Google DeepMind, the company’s AI research wing, unveiled Project Astra for the first time at I/O this year. Now, more than six months later, the tech giant announced new capabilities and improvements to the artificial intelligence (AI) agent. Based on the Gemini 2.0 AI model, it can now converse in multiple languages, access multiple Google platforms and has improved memory. The device is still in the testing phase, but the Mountain View-based tech giant said it is working to bring the Gemini app, Gemini AI assistant, and even glasses-like form factors to Project Astra.
Google adds new capabilities to Project Astra
Project Astra is a general purpose AI agent similar in functionality to OpenAI’s Vision Mode or the Meta Ray-Ban smart glasses. It may integrate with camera hardware to process visual data to view the user’s surroundings and answer questions about them. Additionally, the AI agent comes with a limited memory that allows it to remember visual information even when it is not being actively shown through the camera.

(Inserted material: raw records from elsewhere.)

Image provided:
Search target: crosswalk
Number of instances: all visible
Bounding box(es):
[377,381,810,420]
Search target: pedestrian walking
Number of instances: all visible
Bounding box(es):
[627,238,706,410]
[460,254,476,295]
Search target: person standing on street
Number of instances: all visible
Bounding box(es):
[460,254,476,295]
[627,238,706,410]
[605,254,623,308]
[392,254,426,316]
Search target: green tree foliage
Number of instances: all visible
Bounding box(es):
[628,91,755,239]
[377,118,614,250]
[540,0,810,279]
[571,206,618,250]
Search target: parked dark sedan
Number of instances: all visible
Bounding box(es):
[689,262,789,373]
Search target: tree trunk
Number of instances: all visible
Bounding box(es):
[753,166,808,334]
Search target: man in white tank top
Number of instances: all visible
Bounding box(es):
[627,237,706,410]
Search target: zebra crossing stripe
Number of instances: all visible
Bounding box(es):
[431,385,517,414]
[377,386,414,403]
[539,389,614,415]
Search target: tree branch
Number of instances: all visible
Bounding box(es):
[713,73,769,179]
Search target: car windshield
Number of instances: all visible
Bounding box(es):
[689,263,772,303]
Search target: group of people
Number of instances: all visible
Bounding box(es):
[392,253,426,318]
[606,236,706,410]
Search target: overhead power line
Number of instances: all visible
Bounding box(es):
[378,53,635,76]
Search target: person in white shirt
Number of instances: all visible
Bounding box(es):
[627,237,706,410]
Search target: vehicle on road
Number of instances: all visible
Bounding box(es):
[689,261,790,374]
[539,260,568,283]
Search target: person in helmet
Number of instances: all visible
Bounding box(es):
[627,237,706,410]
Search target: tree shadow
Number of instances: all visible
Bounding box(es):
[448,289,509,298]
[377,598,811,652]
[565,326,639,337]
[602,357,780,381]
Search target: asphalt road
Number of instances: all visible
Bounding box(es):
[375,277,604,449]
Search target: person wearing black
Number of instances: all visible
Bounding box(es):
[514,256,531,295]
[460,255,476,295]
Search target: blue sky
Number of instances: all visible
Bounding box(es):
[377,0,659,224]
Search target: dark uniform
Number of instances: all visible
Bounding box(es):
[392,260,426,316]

Google DeepMind explained in a blog post that since the showcase in May, the team has been working on improving the AI agent. Now, with Gemini 2.0, Project Astra has received several upgrades. It can now communicate in multiple languages and mixed languages. The company said it now has a better understanding of pronunciation and unusual words.
The company has also started using the tool in Project Astra. Now it can use Google Search, Lens, Maps and Gemini to answer complex questions. For example, users can show a landmark and ask the AI agent to give them directions to their home, and it can recognize the object and verbally give the user directions home.
The memory function of the AI agent has also been upgraded. In May, Project Astra could only retain the last 45 seconds of visual information, now expanded to 10 minutes of in-session memory. Additionally, it can also remember past conversations to provide more personalized responses. Finally, Google claims that the agent can now understand language at the latency of a human conversation, making interactions with the tool more human.